If you walk into Will Eno's play "The Realistic Joneses" expecting a neatly explained plot or clearly defined character arcs, you will be disappointed. Like his "Thom Pain (based on nothing)," a Pulitzer Prize finalist a decade ago, this play is about communicating when you don't have all the tools of conversation.

In the hands of director Joel Sass and a talented quartet of actors at Park Square Theatre, it's a funny, dark and even moving experience.

In an unnamed American small town, two neighboring couples get to know each other. Apart from their shared last names and geographic location, there doesn't seem to be much to connect them. None is great at conversation. They have lots of opening lines, but no follow-up.

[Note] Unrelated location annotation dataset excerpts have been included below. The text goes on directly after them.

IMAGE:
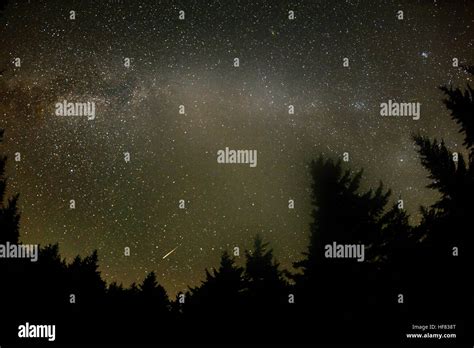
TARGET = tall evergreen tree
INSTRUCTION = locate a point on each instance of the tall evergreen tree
(9, 216)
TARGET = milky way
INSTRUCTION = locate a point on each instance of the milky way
(189, 62)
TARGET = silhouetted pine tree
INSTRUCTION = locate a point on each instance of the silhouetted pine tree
(266, 284)
(224, 285)
(447, 242)
(9, 216)
(345, 292)
(217, 302)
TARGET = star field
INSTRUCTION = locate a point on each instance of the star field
(173, 156)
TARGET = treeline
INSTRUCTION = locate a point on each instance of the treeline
(411, 275)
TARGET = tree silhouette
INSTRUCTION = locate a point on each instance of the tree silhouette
(9, 216)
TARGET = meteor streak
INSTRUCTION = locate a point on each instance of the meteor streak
(172, 251)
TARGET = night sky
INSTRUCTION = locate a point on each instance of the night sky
(173, 156)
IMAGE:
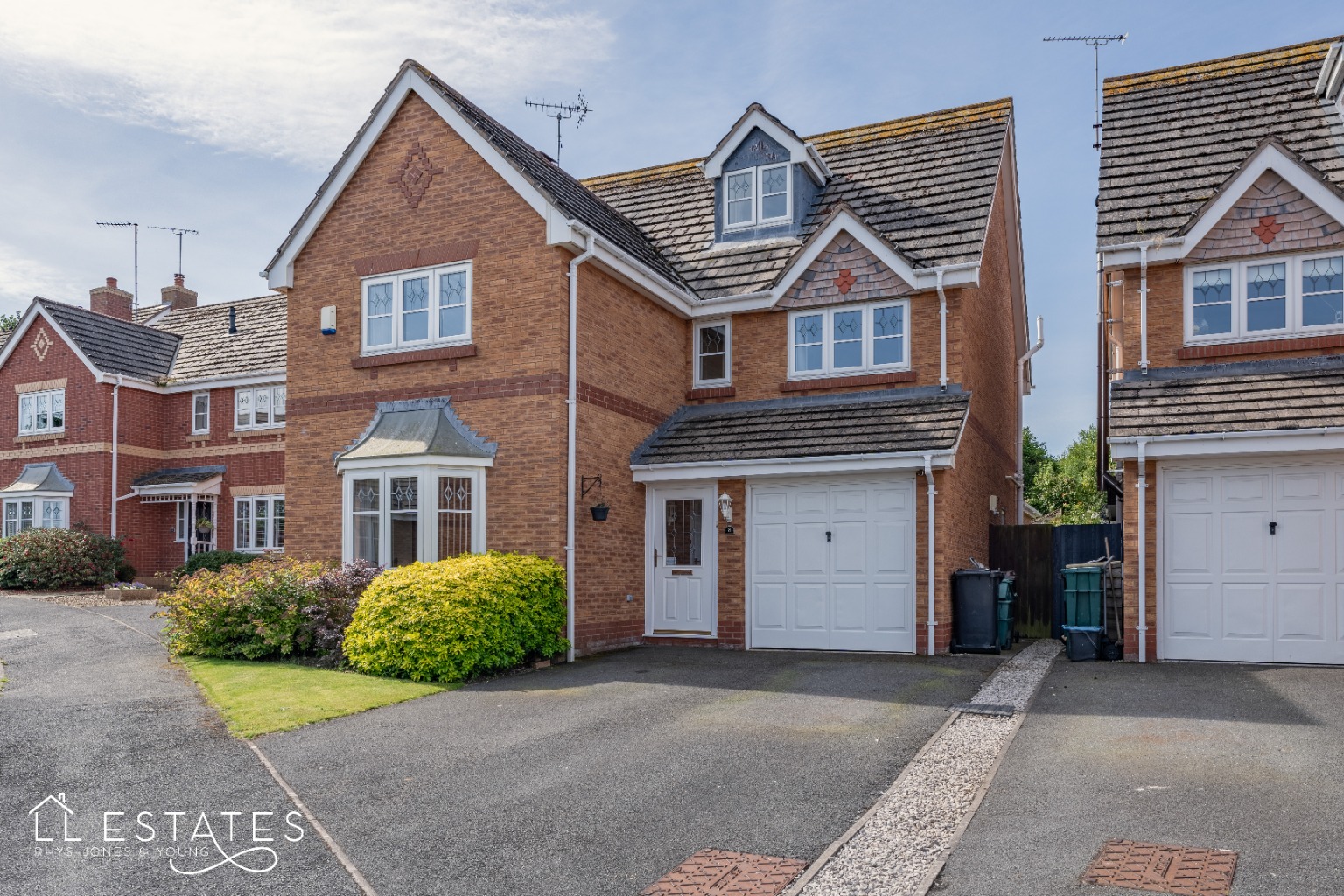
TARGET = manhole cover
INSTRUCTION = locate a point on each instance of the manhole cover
(718, 872)
(1163, 870)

Over the course of 100 minutes, we learn little about the specifics of the lives of Jennifer and Bob or Pony and John, but plenty about the hopes and fears that make them tick. A lot of that is down to the actors, who make us feel those emotions even if the chat is about free samples at a grocery store.

JC Cutler and Angela Timberman have the easy chemistry of a longtime couple, even if their relationship is in rough seas. Eric "Pogi" Sumangil and Jane Froiland present a younger couple possibly on the same course. Under Sass' steady direction, the quartet deftly negotiates Eno's script, which — like Harold Pinter — hides its meaning beneath the words and conveys more through an awkward pause than a 10-page monologue.

Ed Huyck is a Twin Cities theater critic.